Setelah penaklukan Mekkah ini, orang-orang anshar Madinah khawatir Rasulullah akan menetap di kota kelahirannya ini. Mereka berkata satu sama lainnya dengan waswas. ”Apakah kalian memiliki pemikiran jika Allah memberi kemenangan kepada RasulNya dan berhasil menaklukkan negerinya, ia akan menetap di sana?”

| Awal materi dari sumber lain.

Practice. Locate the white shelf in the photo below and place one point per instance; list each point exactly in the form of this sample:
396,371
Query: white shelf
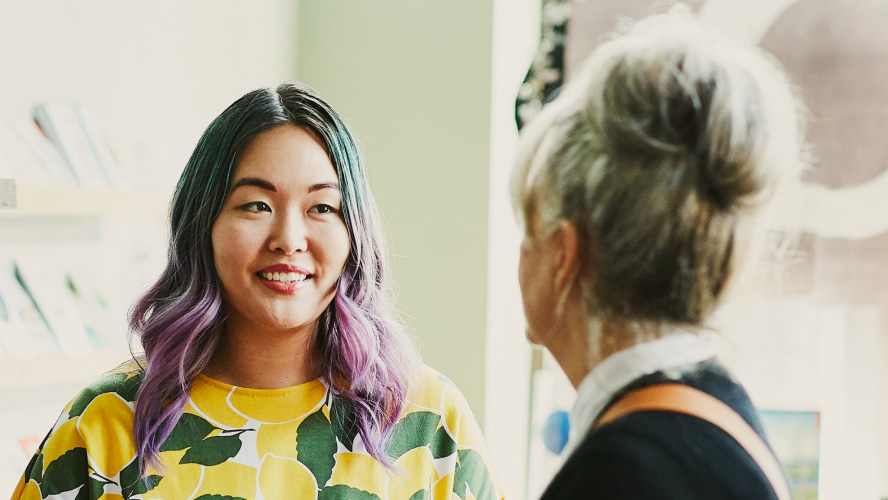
59,370
65,202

Rasulullah mendengar rasan-rasan atas kekhawatiran itu. Lantas bertanya kepada kaum anshar. ”Apa yang tadi kalian katakan?” Kaum anshar terkejut dan menjawab untuk menutupi kegelisahannya. ”Kami tidak mengatakan apa-apa, ya Rasulullah.”
Rasulullah menegaskan dirinya tetap bersama orang-orang anshar. ”Aku berlindung kepada Allah. Kehidupanku adalah bersama kalian dan kematianku adalah bersama kalian.” Orang-orang Madinah pun lega dan gembira, Rasulullah tetap memilih hidup di Madinah. (*)
Kisah Nabi ini berdasarkan buku Sirah Nabawiyah Ibnu Hisyam.